America the beautiful.
Interesting that you posted this. I'll explain why.
I have been a pyrotechnics nut for years. We throw a HUGE 4th party every year, and set off ridiculous amounts of fireworks, funded mainly by myself and another good friend.
My supplier even invites my family to their BBq every year, where they display the new offerings for the season! (needless to say, we spend Gobs of $$ there every year.)
Anyways, last year I purchased a remote firing system, which is fantastic to use, and was able to procure some "larger" mortars than the average from a connection. the largest of which was an 8". (quite the spectacle for a backyard display)
My friend asked me afterwards "how can we top it for next year". My reply was to set a portion of it to Music, But the timing of it all seems near impossible. Not just background music, but timing the bursts with the music.
I started thinking about led display lights that flash with music.... and wondered if it would be possible to incorporate that tech into triggering my firing systems receivers,
realizing that there would have to be an advance between the triggers, and what music was playing for the crowd.

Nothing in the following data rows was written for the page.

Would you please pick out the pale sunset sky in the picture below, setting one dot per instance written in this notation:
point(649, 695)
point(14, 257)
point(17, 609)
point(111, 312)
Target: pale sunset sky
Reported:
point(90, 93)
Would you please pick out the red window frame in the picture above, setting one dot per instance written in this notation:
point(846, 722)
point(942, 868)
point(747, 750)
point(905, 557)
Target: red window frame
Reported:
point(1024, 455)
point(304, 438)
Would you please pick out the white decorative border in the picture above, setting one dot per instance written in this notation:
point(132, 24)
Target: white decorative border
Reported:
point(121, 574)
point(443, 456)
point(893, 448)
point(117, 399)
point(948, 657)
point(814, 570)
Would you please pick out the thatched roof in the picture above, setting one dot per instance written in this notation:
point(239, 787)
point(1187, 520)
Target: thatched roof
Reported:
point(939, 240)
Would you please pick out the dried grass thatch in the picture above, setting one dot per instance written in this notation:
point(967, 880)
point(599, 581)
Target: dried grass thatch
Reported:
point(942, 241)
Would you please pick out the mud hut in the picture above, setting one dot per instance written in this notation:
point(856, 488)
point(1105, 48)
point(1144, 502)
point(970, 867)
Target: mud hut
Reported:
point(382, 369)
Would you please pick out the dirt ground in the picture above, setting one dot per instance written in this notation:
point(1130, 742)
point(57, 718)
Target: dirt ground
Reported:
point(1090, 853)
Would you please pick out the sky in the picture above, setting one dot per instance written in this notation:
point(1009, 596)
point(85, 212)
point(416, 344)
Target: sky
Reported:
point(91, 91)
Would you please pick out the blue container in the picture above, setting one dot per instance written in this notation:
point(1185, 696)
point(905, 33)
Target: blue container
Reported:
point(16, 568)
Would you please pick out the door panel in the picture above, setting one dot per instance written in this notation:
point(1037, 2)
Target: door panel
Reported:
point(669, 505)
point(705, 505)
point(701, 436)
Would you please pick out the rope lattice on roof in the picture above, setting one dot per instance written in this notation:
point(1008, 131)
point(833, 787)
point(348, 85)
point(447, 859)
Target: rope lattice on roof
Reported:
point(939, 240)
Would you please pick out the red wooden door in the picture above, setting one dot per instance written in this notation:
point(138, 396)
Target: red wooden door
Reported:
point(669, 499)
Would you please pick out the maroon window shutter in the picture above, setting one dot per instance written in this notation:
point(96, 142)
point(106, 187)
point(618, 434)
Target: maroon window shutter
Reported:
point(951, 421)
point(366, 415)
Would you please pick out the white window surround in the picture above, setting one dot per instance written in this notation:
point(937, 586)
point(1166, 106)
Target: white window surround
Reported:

Example: from launch to burst, a 3" tube would be average 4 seconds, so my trigger would be set to 4 seconds prior to actual beat of music.
A daunting task, I agree, However, I have an old high school friend who is an electrical engineer, and works for NASA.
He has agreed to put some thought into the probability of this actually working the way I described, and being able to do it in a simple fashion, without breaking the bank, or taking extreme amounts of time to accomplish. but will not be put into motion until After this years festivities. I hope it comes to fruition.
Sorry for the long post, and didn't intend to jack your thread, But just the thought of it gets me excited!


----------



## Holmz (Jul 12, 2017)

Some slow entrance with 'the Doors' "Riders on the storm" with fireworks timed with the thunder might be nice...

(Assuming a storm and Thor's lightening is remincent with fireworks, which Wagner also evokes, as does "riders on the storm)


----------